Friday, June 25, 2021

Basketball Friday: Lessons from Sacrifice to Small Sided Training and More

Basketball Friday examines concepts, a drill, and a set play.

Most coaches have an introductory meeting, a give-and-take session to share ideas with players and the extended basketball family.

A parent asked the coach, "what's your basketball philosophy?" and he answered, "I don't have one." The parent lamented, "I knew we'd have trouble." 

Coaches bring their ethos, philosophy, and culture, the foundation of the team's future identity. In MacArthur's epic speech at West Point, his message to graduates was clear, "duty, honor, country." Is our philosophy as clear? 

Coach Sonny Lane made it clear, success means sacrifice. In three seasons, he took the team from perennial cellar dwellers to a 21-4 sectional champion in a league that the year prior spawned two NBA first round choices (Ron Lee, Bob Bigelow). 

Jay Bilas's Toughness mandates include, "It's not your shot, it's our shot" linking the success of the team with accountable individuals. 

The optimal philosophy doesn't exist. We preach, "teamwork, improvement, accountability" in a developmental program. 


Drill. Small-sided setups teach decision-making and finishing. As in chess, "set up the board" and see how the pieces move. 


Constraint play on one side of the split with four options. 


Alabama 'corner drive' with reads against the closeout. 

Set Play. Early offense is a challenge for many young teams. "Pistol Get" action opens the floor for multiple options. 


Lagniappe. Jerry West's advice to John Beilein was to "be yourself." Sometimes good advice can still blow up on us. 


Lagniappe 2. "Every day is player development day." If we can't recruit, build better players.
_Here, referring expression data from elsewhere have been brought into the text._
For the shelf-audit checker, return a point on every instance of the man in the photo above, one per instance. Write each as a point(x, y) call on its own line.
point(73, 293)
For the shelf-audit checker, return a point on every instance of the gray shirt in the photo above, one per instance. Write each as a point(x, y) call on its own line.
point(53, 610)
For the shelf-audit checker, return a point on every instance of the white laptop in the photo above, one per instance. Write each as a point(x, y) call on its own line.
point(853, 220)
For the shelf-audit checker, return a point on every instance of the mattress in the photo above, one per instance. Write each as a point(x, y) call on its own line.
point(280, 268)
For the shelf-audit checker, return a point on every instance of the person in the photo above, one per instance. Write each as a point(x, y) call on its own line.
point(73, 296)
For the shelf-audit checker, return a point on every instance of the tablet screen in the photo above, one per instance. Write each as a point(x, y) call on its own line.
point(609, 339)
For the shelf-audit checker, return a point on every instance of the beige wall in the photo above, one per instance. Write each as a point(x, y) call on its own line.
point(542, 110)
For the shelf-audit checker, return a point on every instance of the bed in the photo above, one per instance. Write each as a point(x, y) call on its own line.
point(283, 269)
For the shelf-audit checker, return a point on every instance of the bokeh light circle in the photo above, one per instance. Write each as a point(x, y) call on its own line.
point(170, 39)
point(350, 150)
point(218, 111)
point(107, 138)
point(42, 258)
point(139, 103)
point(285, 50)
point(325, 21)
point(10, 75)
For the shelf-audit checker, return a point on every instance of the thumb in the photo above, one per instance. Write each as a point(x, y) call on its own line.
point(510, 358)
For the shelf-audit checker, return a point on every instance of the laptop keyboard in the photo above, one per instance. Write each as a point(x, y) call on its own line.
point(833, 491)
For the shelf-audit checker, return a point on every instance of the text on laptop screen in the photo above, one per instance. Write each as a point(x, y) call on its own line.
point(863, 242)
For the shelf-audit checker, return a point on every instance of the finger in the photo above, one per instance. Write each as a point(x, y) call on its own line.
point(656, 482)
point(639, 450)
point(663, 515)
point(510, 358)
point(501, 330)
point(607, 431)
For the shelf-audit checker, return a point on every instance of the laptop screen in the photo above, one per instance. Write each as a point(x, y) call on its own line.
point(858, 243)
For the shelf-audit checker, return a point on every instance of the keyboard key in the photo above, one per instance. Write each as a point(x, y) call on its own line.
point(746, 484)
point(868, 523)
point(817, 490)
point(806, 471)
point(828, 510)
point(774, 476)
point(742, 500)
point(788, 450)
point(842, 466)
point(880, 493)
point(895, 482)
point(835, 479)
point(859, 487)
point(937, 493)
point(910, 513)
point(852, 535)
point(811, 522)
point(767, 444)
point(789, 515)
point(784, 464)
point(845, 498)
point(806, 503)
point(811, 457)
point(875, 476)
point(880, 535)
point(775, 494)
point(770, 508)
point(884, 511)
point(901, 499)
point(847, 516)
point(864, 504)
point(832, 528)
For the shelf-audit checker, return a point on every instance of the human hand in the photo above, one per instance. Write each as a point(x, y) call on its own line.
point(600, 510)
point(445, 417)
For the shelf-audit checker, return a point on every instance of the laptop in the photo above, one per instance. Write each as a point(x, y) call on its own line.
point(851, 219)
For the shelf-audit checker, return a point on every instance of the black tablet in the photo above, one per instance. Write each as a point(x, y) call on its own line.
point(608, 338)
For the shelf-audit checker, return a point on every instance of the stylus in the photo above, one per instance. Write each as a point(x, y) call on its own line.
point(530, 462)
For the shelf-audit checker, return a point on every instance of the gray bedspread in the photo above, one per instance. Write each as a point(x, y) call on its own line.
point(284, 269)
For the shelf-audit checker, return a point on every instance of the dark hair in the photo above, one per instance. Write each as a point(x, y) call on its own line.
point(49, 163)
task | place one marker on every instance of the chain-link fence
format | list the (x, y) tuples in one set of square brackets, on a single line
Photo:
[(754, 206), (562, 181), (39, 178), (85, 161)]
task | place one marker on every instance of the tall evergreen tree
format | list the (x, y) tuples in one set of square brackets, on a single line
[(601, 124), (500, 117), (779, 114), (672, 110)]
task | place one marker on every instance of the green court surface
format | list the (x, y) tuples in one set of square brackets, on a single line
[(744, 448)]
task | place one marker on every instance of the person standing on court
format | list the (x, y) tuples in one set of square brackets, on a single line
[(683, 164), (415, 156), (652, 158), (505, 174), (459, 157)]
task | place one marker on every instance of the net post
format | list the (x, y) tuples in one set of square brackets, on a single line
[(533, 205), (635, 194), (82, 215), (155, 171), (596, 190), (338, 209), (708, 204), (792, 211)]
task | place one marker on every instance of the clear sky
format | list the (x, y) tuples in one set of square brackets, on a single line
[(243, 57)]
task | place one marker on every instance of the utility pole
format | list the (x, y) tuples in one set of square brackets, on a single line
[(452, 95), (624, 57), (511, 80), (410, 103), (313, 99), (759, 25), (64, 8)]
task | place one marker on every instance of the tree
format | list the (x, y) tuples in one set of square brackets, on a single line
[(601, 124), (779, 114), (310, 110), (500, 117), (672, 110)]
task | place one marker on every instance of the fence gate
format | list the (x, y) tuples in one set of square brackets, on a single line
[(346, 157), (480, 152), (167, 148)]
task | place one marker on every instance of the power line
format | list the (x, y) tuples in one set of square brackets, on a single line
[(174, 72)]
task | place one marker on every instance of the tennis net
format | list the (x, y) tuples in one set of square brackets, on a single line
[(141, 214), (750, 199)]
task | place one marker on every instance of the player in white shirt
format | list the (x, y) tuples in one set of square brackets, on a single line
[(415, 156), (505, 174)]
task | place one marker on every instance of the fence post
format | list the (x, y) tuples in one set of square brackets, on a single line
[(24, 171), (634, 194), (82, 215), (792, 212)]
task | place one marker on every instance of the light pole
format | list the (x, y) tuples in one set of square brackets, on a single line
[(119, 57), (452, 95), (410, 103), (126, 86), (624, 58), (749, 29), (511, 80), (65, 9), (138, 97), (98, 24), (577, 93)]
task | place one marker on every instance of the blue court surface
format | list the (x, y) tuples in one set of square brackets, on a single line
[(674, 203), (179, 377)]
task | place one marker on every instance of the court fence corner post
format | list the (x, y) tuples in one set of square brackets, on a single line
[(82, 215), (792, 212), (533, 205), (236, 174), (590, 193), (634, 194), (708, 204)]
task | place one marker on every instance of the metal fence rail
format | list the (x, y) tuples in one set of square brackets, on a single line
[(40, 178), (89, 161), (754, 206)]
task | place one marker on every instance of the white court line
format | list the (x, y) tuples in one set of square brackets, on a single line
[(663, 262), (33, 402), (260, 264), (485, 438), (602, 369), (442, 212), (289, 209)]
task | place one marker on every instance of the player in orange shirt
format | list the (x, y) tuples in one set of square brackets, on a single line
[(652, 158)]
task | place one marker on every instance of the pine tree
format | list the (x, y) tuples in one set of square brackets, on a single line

Better players beat better plays

Lagniappe 3. Attend to the details... as Bill Belichick does. "He focuses, with insane precision, on routine moments where a tiny individual improvement — better technique, better timing, better awareness — boosted the team’s performance." Hat tip: Brook Kohlheim

Lagniappe 4. "Failure can make you stronger" and other lessons from a Navy SEAL, Admiral William McRaven.